Tuesday, November 06, 2012

Follow-up on the Sandy 10K Race Report

A fellow dead runner wrote me:

Glad you overall time went well. What happened? I think you went out too
fast. You were too pumped. You need to watch your splits.

And I responded:

I spent a couple of days thinking about this.  In hindsight, you are right on the too fast, wrong on the splits.  I went out the time I wanted, but my plan was too aggressive.  That plus the mistakes I listed (overheating and poor breakfast) meant I could not hit the time my recent training runs told me.  I also screwed up understanding my cadence stat that the garmin footpad has been giving me the last 60 days.  So, my walk segments were only 30 seconds instead of the 60 I thought they were and trained for.  That really hurt me also in leg freshness the last mile.

My final time was only ~1:00 over the PR I ran about a month ago, and I did not feel like I pushed myself 100% in that race.  I have also dropped another 5# since then and my training runs have been very good.

I am tinkering with my Galloway run/walk ratios and my plans, but at least I hope I am learning on what I can do.

Since then I have been thinking more:

1)   It was really poorly phrased of me to tell Alan he was wrong in the second sentence.  That was simply me in denial.

2)   Am I realistic in my time projections?  Have I gotten faster, or do I just feel faster?  

3)   Am I really pushing myself?  Or am I backing off at the first sign of pain?  I am not going to be able to “run again” at the end of my goal races I have planned over the next 24 months; I need to learn to push harder and leave it out on the course.  

4)   I am dominated by fear of injury.  And my subconscious mind knows it!! My thoughts are filled with the idea that pushing harder now means I am not going to be able to do my miles tomorrow and I am going to get fat again.  Every sore spot brings a full basket of worries.  

I have a dogtag I wear with my Fargo Marathon date and time on one side and a Prefontaine quote on the other:  “To give anything less than your best is to sacrifice the gift.”  The last couple of days, I have noticed men roughly my age that are in much worse shape than I am.  I can run many miles a day and run 20 to 30 a week!  I do have a gift that I tried to bury with years of being overweight.  I have a gift that I enjoy.  But I also feel a compelling need to challenge myself to go higher, farther, faster.  It provides me a driving motivation that pushes me out to run on days that are cold, windy, and wet.  I wrote in my first report that “I faced a mental battle. . .”  in my original race report.  What I left unsaid (dishonest with myself) is I faced that battle and lost.  

The amazing thing was I did so many things wrong and still was about 1 minute from my PR.  I could have pushed the last mile faster than a 13:09 pace, but I let myself chicken out.  
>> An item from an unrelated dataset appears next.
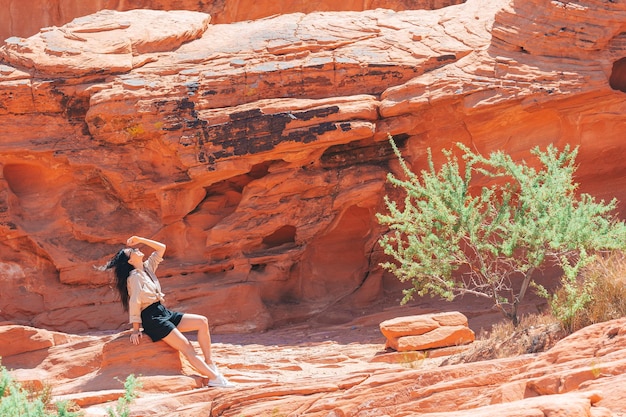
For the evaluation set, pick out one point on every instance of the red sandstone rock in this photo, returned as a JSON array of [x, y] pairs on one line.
[[19, 20], [312, 371], [427, 331], [257, 150]]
I played basketball growing up. I was a “smart” player, meaning I used position and skills rather than speed.  I was one of the slowest on the team in sprint drills and always thought of myself as slow.  I never knew how to run, how to build a base, how to enjoy it. I was the slow kid that became the fat guy.  
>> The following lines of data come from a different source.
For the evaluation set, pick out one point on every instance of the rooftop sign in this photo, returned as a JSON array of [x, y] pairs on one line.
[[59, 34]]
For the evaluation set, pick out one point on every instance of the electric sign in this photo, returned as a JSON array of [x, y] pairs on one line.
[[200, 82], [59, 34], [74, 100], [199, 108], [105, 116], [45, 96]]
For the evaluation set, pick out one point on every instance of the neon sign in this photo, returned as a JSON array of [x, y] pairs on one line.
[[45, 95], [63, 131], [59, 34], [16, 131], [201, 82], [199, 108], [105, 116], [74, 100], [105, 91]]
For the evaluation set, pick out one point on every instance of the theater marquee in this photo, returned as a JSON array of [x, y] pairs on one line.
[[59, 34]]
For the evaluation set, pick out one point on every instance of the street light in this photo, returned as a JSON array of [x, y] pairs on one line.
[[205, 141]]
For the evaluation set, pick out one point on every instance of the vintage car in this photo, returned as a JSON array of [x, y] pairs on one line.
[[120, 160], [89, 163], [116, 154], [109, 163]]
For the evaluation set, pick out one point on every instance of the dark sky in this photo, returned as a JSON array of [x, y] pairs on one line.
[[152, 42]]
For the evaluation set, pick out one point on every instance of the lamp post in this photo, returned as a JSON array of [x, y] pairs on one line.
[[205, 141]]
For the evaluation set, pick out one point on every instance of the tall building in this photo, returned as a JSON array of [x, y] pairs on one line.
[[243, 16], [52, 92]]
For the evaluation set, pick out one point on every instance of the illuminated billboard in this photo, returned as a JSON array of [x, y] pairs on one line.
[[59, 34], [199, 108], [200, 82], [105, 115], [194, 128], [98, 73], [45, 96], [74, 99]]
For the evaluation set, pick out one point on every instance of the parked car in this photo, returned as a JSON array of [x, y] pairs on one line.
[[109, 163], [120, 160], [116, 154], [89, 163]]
But every self-imposed limited view I have does not jive with the fact I can run miles. It is hard to think of myself as a runner, but I have ran a marathon and that is something 1/10 of one percent of people have done.

I am basically grappling with and denying that I am a runner.  And I am holding myself back from the full use of that gift.  

This week has been scary for me.  It is giving me the opportunity to really examine myself and the only thing that is scarier than that is putting it down in words and sharing with others. We all have demons, I am trying to force myself to publicly name mine as part of my plan to face them.

“We can, by God, let our demons loose and just wail on!”  -- Once a Runner

I have a chance on Saturday to face those demons again. I also have a race in two weeks that I posted my goal for last week. I have spent three days trying to tell myself is impossible.  But I have decided to leave the goal as is.  It is really a "stretch" goal and I need to take a swing at it and let the challenge and not myself beat me.